In the U.S. we have George Jakes, a black lawyer that went to Harvard who ends up working for Bobby Kennedy. He like Verena, who also goes to Harvard and works for Martin Luther King. Hugo works for J Edgar Hoover. Larry back from the army and atrocities in Nam. Cameraon Dewar is conservative and works for Nixon, eventually becoming a CIA agent in Poland.
In Germany, Maud and her family end up in East Berlin. Rebecca, her granddaughter, marries Hans, who turns out to be Stasi. When she finds out, they divorce and she falls for Bernd, her boss in school. Walli, her brother, is a musician who escapes to West Germany, leaving Karolin, his love, behind. Lili is his sister, Carla & Werner are the parents.

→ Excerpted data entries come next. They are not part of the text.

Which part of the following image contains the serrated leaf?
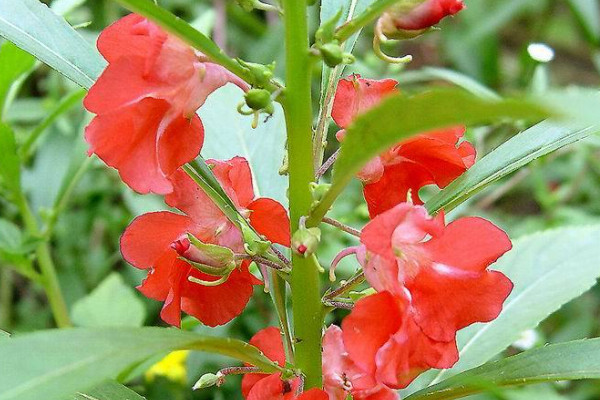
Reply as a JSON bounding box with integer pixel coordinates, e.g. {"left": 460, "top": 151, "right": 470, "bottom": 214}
{"left": 404, "top": 225, "right": 600, "bottom": 394}
{"left": 0, "top": 0, "right": 105, "bottom": 89}
{"left": 71, "top": 273, "right": 147, "bottom": 328}
{"left": 72, "top": 381, "right": 146, "bottom": 400}
{"left": 405, "top": 339, "right": 600, "bottom": 400}
{"left": 309, "top": 89, "right": 550, "bottom": 224}
{"left": 425, "top": 121, "right": 595, "bottom": 214}
{"left": 0, "top": 327, "right": 283, "bottom": 400}
{"left": 0, "top": 122, "right": 21, "bottom": 194}
{"left": 198, "top": 84, "right": 288, "bottom": 205}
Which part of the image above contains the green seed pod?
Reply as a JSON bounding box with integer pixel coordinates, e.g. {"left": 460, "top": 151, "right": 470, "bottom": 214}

In England we have Dave Williams, whose father is Lloyd Williams, MP and mother is Daisy Peshkov from the US. Dave who becomes a pop star with his cousin Walli.
In Russia we have Dinka Dvorkin, who works for Khrushchev. His sister Tonya works for a newspaper and printed samizdat publications.
I vaguely remember Kennedy facing off with Khrushchev. The Bay of Pigs and Cuban Missile Crisis is well depicted. I remember when we were taught to hide under our desks in class and had bomb drills in school. There was a tense moment when everyone was waiting whether the world (or at least major cities) would be blown up on both sides of the Atlantic. Thank goodness they did not.